The Most Common Active Ingredients
Household and commercial disinfectants rely on a handful of chemical families:
- Sodium hypochlorite (bleach): The most widely used chlorine-based disinfectant in the U.S. Standard household bleach contains 5.25% to 6.15% sodium hypochlorite. It’s cheap, broad-spectrum, and effective against most bacteria and viruses, including non-enveloped types. It needs to be diluted properly and has a limited shelf life once mixed with water.
- Hydrogen peroxide: Commercially available at 3% concentration, it’s a stable and effective surface disinfectant. It breaks down into water and oxygen, leaving no chemical residue, which makes it a lower-risk option for home use.
- Quaternary ammonium compounds (quats): Found in most disinfectant sprays and wipes sold at grocery stores. They’re effective against many bacteria and enveloped viruses but have notable gaps against non-enveloped viruses and bacterial spores.
- Alcohol: Typically ethanol or isopropanol at 60% to 90% concentration. Works fast against many pathogens but evaporates quickly, which makes achieving adequate contact time difficult on large surfaces.

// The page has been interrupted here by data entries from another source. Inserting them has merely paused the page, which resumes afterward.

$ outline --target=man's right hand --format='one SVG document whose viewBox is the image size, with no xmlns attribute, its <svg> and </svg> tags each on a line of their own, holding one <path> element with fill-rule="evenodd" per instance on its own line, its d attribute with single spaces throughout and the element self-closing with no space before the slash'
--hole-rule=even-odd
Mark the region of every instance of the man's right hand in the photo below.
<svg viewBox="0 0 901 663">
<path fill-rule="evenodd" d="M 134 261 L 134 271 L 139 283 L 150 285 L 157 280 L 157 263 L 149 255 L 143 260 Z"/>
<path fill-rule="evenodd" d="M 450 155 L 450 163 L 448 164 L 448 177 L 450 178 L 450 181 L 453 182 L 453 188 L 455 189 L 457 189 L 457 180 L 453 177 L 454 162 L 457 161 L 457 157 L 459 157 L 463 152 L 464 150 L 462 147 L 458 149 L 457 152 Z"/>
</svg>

Health Risks of Disinfectant Exposure
Disinfectants are designed to destroy living cells, and with repeated or careless exposure, they can affect human tissue too. Short-term exposure commonly causes skin irritation, dermatitis, and irritation of the mucous membranes in the eyes, nose, and throat. People with asthma or respiratory sensitivity may experience wheezing, shortness of breath, and worsening of existing symptoms.
Chronic exposure is a more serious concern, particularly for healthcare workers and cleaning professionals who use high-level disinfectants daily. Long-term, repeated contact has been linked to the development of occupational asthma, reproductive effects, and skin sensitization. The risks scale with concentration and frequency of exposure: wiping down your kitchen counter with a diluted bleach solution once a day is a different scenario than spending eight hours in a poorly ventilated room with industrial-strength chemicals.
Good ventilation, gloves, and following dilution instructions on the label go a long way toward reducing these risks.
Environmental Concerns
What goes down the drain doesn’t disappear. Quaternary ammonium compounds, the active ingredient in most consumer disinfectant sprays and wipes, are particularly persistent in the environment. Their positive electrical charge causes them to bind tightly to soil, sediment, and organic matter, making them resistant to natural breakdown. Wastewater treatment does not effectively remove them, so they accumulate in treated water, biosolids, and surface waterways.
The ecological effects are well documented. Quats disrupt algal growth, impair reproduction in crustaceans, and cause oxidative stress and behavioral changes in fish. Some are toxic to sensitive aquatic species at concentrations below 1 microgram per liter, and they’re routinely detected in wastewater effluent at 10 to 100 micrograms per liter. This doesn’t mean you should stop disinfecting when it’s needed, but it’s a reason to disinfect purposefully rather than reflexively, and to choose lower-persistence options like hydrogen peroxide or diluted bleach when the situation allows.